The big difference between statics and tourers is that statics do not undergo the continual twisting and flexing that our tourers do which can open up small cracks in the sealants.

 

In the winter water lying in these small cracks freezes, expands and gradually forces the joint further apart and sealants can become breached, this was my reason for choosing to fit a cover and keep freezing water out of any, well that's my theory anyhow. :unsure:

 

I use used a Protek cover for the first time from last November until the end of March.

 

The caravan was polished all over to a pristine finish before it went on.

 

The roof lights and windows at each end we're left ajar by about 10mm to ensure good air movement and all floor vents were left clear of obstacles.

 

I placed mouse traps by each open window just in case.

 

I did not use any of the salt bowls.

 

Cover off end of March and still pristine with no mould at all, I had been checking for that weekly though.
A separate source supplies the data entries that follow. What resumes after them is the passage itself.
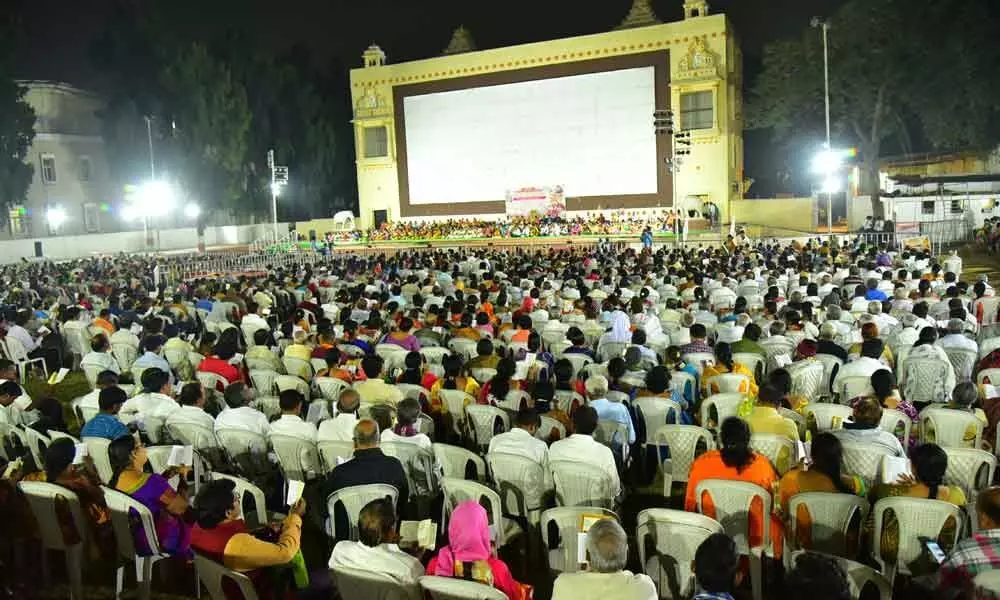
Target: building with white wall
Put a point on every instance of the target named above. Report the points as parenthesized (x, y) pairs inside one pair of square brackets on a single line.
[(71, 177)]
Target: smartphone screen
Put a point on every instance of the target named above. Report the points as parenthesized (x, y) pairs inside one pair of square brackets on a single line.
[(934, 549)]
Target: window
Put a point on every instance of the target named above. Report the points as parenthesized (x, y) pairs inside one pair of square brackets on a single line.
[(698, 110), (376, 141), (83, 170), (91, 218), (48, 168)]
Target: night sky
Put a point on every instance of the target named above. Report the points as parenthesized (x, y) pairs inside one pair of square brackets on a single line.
[(56, 34)]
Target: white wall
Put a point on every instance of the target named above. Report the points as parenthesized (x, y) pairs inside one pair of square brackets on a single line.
[(81, 246)]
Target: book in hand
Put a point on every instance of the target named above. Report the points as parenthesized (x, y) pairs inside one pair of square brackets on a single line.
[(80, 454), (893, 467), (422, 534), (181, 456), (295, 489)]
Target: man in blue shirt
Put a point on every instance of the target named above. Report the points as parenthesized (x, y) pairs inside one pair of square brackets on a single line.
[(105, 424), (607, 410)]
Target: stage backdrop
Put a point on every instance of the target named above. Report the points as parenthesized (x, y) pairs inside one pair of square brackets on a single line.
[(592, 132)]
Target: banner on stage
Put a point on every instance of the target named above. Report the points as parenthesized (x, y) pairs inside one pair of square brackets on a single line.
[(539, 201)]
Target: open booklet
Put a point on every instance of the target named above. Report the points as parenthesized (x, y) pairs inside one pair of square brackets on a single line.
[(422, 534)]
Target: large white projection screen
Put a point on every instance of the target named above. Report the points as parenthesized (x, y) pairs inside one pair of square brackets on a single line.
[(590, 133)]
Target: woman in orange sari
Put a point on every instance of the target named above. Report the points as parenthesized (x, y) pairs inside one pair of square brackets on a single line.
[(735, 461)]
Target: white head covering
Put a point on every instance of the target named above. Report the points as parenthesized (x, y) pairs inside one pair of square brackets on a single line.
[(621, 328)]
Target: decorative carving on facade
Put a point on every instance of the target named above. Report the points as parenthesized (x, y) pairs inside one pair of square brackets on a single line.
[(461, 41), (640, 15), (699, 63), (371, 105)]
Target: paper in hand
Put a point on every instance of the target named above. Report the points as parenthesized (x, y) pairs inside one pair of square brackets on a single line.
[(181, 455), (81, 453), (295, 489)]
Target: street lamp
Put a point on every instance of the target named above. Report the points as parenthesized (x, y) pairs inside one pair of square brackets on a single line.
[(825, 26)]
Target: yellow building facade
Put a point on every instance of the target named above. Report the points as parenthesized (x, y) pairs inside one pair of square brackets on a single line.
[(699, 77)]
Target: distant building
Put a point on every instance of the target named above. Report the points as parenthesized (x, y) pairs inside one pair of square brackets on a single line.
[(71, 177)]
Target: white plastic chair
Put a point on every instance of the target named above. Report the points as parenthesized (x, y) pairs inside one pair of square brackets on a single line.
[(779, 449), (830, 517), (682, 442), (829, 416), (19, 356), (582, 484), (353, 499), (263, 381), (521, 483), (728, 383), (457, 491), (892, 420), (971, 469), (483, 419), (726, 405), (212, 575), (330, 387), (963, 361), (863, 460), (450, 588), (123, 509), (949, 427), (455, 460), (42, 499), (455, 401), (859, 576), (674, 536), (732, 501), (562, 550), (371, 585), (915, 517), (97, 449), (654, 413), (297, 457), (332, 452)]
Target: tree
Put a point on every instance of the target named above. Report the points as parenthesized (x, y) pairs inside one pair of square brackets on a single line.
[(210, 118), (17, 130), (896, 66)]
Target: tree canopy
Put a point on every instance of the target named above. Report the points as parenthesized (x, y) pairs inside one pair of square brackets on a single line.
[(901, 69)]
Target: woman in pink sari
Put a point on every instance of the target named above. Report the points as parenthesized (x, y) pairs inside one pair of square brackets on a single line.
[(469, 554)]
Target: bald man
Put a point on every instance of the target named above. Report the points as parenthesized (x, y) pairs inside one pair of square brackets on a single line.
[(975, 554), (369, 465)]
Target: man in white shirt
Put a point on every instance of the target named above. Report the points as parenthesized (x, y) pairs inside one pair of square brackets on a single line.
[(864, 366), (377, 551), (154, 401), (105, 379), (597, 391), (239, 414), (521, 441), (290, 422), (581, 447), (341, 427), (956, 339), (375, 390), (100, 357), (192, 410), (605, 577)]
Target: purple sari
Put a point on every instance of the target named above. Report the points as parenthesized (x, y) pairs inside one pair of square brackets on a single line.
[(173, 533)]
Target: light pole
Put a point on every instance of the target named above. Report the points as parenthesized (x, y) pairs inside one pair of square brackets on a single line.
[(825, 27)]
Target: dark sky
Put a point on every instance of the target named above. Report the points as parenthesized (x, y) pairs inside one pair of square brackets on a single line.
[(56, 33)]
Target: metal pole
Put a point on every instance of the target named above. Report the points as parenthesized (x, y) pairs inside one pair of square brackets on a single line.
[(826, 85)]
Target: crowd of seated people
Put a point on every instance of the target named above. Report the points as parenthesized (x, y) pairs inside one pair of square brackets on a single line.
[(787, 360)]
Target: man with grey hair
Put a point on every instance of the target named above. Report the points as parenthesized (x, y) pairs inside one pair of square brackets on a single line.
[(956, 339), (606, 577), (608, 410), (368, 465)]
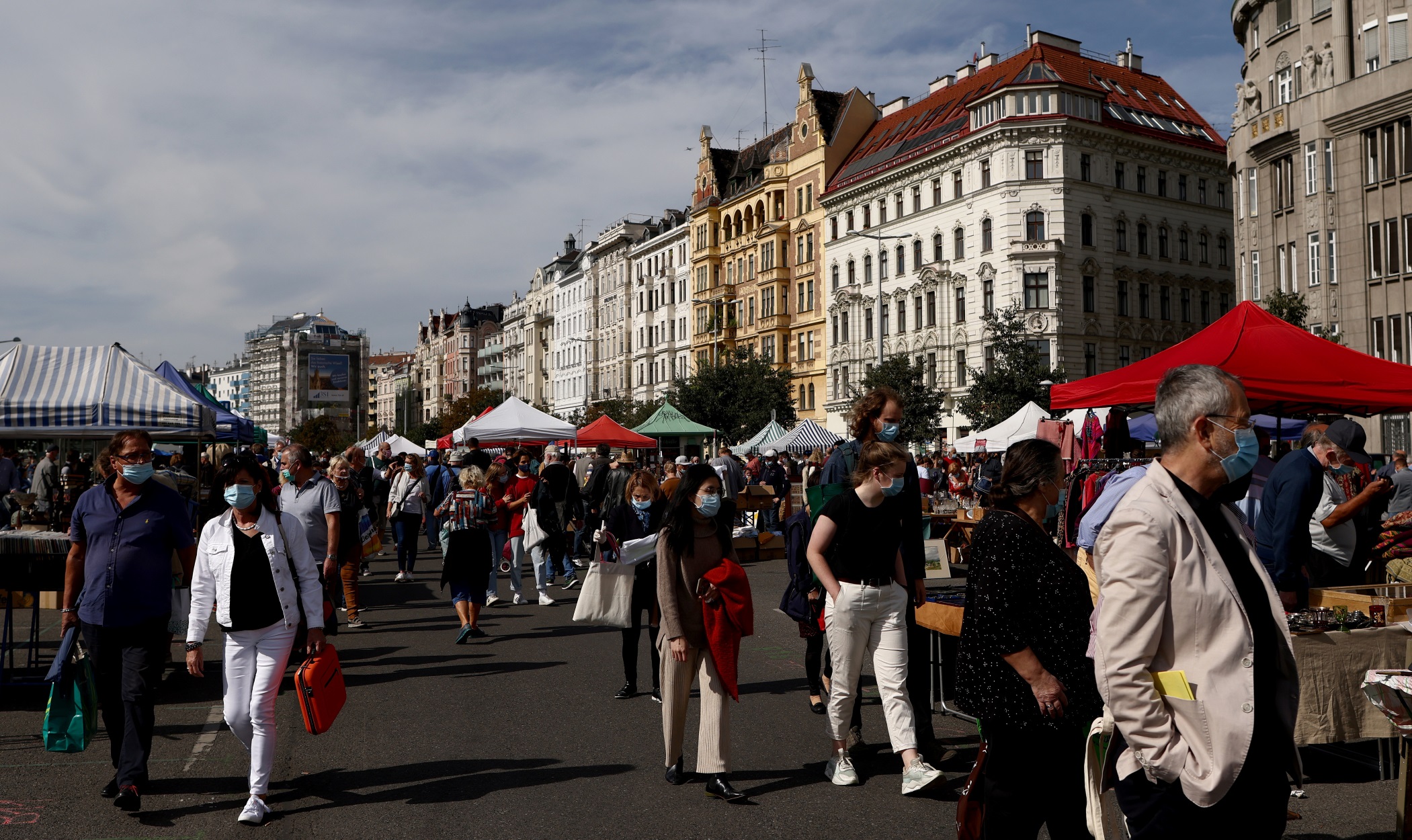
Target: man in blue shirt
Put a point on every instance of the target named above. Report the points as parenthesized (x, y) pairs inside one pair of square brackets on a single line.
[(124, 533), (1291, 496)]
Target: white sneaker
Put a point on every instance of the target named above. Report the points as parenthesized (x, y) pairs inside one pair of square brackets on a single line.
[(919, 775), (841, 770), (255, 812)]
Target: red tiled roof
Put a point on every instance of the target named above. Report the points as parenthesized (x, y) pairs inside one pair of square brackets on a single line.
[(942, 118)]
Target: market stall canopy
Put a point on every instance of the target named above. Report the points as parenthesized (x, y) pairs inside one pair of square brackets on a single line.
[(93, 393), (517, 421), (669, 423), (773, 432), (806, 437), (1144, 428), (1285, 370), (1023, 425), (229, 425), (612, 432)]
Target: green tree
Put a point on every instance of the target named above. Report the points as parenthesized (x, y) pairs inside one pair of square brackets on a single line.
[(735, 394), (1288, 306), (924, 404), (1015, 372), (321, 432)]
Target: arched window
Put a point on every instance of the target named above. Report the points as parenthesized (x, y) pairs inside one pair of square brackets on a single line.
[(1034, 225)]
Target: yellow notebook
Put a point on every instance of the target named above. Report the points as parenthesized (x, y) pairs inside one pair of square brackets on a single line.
[(1172, 683)]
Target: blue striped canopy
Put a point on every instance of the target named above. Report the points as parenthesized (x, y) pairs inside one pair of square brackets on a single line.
[(92, 393)]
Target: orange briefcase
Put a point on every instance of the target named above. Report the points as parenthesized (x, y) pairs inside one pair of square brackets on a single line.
[(319, 687)]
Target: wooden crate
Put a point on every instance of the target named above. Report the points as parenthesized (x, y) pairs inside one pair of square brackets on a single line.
[(1397, 597)]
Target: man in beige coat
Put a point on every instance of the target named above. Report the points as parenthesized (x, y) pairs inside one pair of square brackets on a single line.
[(1194, 654)]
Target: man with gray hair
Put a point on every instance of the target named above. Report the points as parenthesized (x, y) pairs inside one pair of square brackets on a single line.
[(1192, 653)]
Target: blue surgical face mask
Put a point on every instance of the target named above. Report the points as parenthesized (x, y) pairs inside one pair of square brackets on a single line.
[(241, 496), (1243, 460), (137, 472), (709, 506)]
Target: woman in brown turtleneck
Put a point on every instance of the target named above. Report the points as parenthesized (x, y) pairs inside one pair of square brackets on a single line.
[(694, 540)]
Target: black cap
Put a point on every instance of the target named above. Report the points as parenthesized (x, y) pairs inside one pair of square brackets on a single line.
[(1349, 437)]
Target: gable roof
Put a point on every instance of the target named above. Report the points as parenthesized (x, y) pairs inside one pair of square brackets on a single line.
[(1133, 101)]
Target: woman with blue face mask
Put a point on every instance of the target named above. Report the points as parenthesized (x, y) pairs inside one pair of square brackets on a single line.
[(856, 552), (256, 569), (695, 537), (638, 519), (1022, 663)]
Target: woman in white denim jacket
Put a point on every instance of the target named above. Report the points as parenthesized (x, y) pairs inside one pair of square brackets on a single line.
[(256, 569)]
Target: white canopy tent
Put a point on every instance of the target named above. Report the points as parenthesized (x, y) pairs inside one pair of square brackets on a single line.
[(517, 421), (1023, 425)]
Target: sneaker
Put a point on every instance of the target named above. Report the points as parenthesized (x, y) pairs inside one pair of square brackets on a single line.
[(255, 812), (919, 775), (841, 770)]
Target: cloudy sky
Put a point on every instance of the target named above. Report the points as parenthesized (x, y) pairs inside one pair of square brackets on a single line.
[(173, 174)]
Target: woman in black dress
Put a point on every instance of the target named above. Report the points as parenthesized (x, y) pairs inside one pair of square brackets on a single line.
[(1022, 665), (641, 515)]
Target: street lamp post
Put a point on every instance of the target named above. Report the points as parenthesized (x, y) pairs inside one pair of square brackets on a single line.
[(877, 315)]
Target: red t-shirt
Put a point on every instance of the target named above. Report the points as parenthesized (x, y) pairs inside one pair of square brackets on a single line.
[(514, 489)]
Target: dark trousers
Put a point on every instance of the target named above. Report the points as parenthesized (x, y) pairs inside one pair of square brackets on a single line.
[(1255, 808), (1034, 777), (129, 663)]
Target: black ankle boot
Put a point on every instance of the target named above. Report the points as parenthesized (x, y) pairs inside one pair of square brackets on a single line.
[(675, 774), (719, 788)]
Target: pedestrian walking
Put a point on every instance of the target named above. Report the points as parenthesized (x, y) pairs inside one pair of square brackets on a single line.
[(856, 552), (641, 517), (351, 542), (1022, 665), (246, 558), (124, 533), (406, 503), (695, 540), (468, 562)]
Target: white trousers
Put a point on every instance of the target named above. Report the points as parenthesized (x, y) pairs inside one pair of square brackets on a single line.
[(866, 619), (252, 675)]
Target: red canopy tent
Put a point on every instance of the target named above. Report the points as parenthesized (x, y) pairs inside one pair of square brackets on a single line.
[(1285, 370), (609, 431)]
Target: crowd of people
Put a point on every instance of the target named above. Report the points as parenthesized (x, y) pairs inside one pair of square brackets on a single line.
[(1171, 619)]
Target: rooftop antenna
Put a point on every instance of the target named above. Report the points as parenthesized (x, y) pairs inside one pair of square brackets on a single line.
[(765, 44)]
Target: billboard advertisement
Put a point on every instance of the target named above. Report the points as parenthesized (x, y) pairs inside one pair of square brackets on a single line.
[(328, 377)]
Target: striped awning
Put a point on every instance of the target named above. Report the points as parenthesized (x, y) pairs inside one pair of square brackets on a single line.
[(92, 393), (806, 437)]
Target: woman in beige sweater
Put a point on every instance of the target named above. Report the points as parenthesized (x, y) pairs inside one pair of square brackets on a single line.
[(694, 540)]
Parked mine up end of November left it till yesterday hand brake on no cover, all working fine no mouldy bits, quick wash with lidl diamond shine looks brand new.

 

Any drops of moisture will freeze, we don't have winters we have temperature changes that cause condensation that could become trapped under a cover no matter how breathable, fresh air circulation helps prevent mouldy atmospheres, yes water freezing splits joints I don't believe a breathable cover would prevent this.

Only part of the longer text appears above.